Conway, though, said he hopes to push for preferential display favoritism for Colorado Option plans again next year, reiterating that he believes the plans provide the clearest opportunity to compare coverage. Sorting plans just by premium price gives carriers an incentive to underprice their plans in the hope of signing up more people, Conway said. That could lead to unsustainability that sees more carriers falter.

Highlighting Colorado Option plans would give consumers a broader view across all insurers, he said.

“I think that’s good for the market and good for the sustainability of the market, too,” he said during last month’s Connect for Health board meeting.

Urging consumers to shop

The dispute has left lingering questions and frustrations. But people on all sides of the issue agree that the complexity of the situation shows why consumers looking for insurance in the individual market need to be proactive shoppers this year.

Fearing, the president of the state’s brokers group, said people should think about using a broker to help navigate the system and make sure they end up with a plan that meets their needs.

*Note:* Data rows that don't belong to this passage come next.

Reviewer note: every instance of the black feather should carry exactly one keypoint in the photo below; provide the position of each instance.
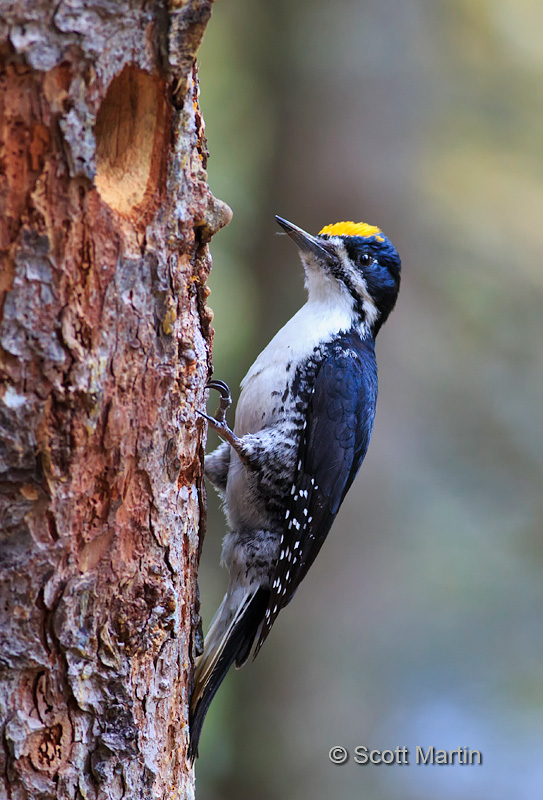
(237, 649)
(339, 421)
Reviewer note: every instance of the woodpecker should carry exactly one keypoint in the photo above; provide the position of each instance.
(302, 428)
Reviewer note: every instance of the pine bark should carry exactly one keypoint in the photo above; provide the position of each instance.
(105, 217)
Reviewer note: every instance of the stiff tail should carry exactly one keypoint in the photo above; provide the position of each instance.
(221, 649)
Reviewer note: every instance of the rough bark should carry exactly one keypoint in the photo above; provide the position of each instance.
(105, 215)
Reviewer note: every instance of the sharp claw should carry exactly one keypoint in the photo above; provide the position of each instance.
(225, 401)
(221, 387)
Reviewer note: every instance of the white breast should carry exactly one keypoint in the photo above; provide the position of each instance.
(318, 321)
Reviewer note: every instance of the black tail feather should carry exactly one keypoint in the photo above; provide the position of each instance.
(236, 649)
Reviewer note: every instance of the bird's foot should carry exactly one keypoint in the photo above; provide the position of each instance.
(218, 422)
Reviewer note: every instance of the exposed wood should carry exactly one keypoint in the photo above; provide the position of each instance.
(105, 216)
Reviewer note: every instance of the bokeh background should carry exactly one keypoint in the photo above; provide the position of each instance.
(421, 620)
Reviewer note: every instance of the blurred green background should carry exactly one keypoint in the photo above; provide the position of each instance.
(421, 621)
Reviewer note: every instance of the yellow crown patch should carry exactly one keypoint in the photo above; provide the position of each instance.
(351, 229)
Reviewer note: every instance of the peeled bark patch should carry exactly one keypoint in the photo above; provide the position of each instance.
(131, 140)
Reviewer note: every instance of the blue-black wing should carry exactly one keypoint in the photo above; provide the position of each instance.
(337, 430)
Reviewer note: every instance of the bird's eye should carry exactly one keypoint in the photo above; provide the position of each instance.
(365, 260)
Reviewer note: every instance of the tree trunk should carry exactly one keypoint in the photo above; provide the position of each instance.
(104, 353)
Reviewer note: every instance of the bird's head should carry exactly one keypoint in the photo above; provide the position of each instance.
(350, 262)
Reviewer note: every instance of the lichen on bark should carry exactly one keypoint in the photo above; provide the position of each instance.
(105, 342)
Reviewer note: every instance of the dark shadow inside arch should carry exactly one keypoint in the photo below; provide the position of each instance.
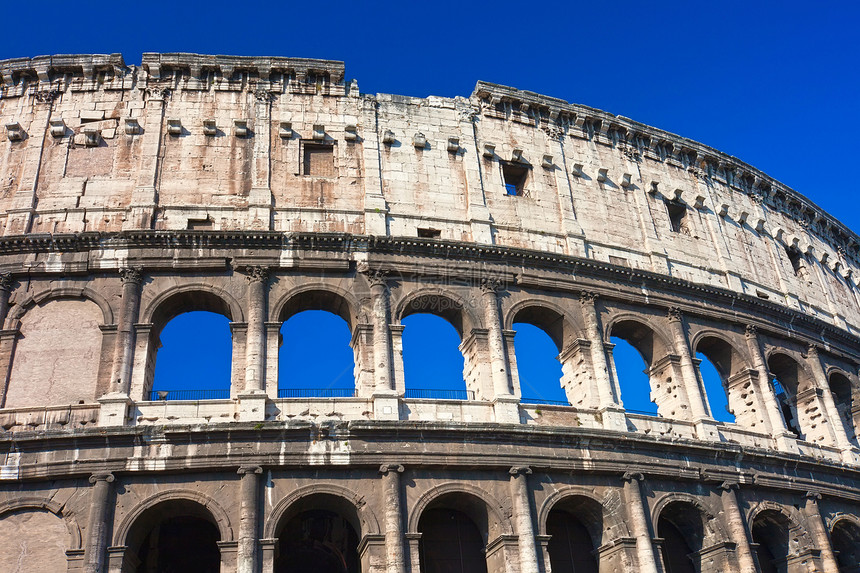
(432, 361)
(575, 527)
(194, 359)
(682, 528)
(786, 372)
(315, 357)
(770, 531)
(843, 397)
(454, 535)
(538, 366)
(845, 537)
(177, 536)
(319, 534)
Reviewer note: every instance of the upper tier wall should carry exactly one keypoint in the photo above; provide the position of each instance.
(216, 142)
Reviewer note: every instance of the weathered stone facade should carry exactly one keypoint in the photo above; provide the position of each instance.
(261, 187)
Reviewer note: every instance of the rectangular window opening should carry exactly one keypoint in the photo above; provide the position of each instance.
(515, 178)
(318, 159)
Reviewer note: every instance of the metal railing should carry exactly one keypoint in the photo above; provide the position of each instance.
(162, 395)
(316, 392)
(527, 400)
(429, 394)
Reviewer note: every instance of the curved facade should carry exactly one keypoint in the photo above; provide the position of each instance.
(258, 188)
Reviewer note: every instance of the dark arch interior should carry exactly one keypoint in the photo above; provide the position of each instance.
(846, 544)
(770, 532)
(450, 542)
(786, 372)
(317, 541)
(574, 526)
(682, 528)
(176, 536)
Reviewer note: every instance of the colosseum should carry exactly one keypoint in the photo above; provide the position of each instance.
(261, 188)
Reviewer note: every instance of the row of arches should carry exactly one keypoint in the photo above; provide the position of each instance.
(454, 531)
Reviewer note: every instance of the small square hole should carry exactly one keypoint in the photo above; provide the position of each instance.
(515, 178)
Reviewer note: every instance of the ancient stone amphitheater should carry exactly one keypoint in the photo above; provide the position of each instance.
(259, 188)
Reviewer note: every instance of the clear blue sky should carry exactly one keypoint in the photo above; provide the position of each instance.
(773, 83)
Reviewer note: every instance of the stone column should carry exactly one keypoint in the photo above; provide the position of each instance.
(123, 355)
(381, 335)
(819, 531)
(737, 527)
(523, 519)
(837, 425)
(393, 517)
(594, 332)
(695, 392)
(101, 503)
(638, 516)
(774, 414)
(248, 518)
(255, 358)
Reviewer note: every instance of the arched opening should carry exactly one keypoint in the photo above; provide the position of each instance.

“Don’t just click through the path of least resistance,” she said.

Patterson also highlighted the importance of shopping.

“This year is more important than last year to make sure you shop,” Patterson said. “There are just so many big things moving around.”

But, at last month’s Connect for Health board meeting, some members questioned how this encouragement of shopping squares with the idea of offering suggested plans.

“If you’re a member and you see something show up in your inbox that says (Connect for Health) has a plan that is a suggested match for your other plan, that carries weight,” said board vice chair Marc Reece, who also works as the senior director for state government affairs for Aetna’s western region. “If we’re making a suggestion, knowing that that carries weight, how do we balance that against the message to be sure to shop?”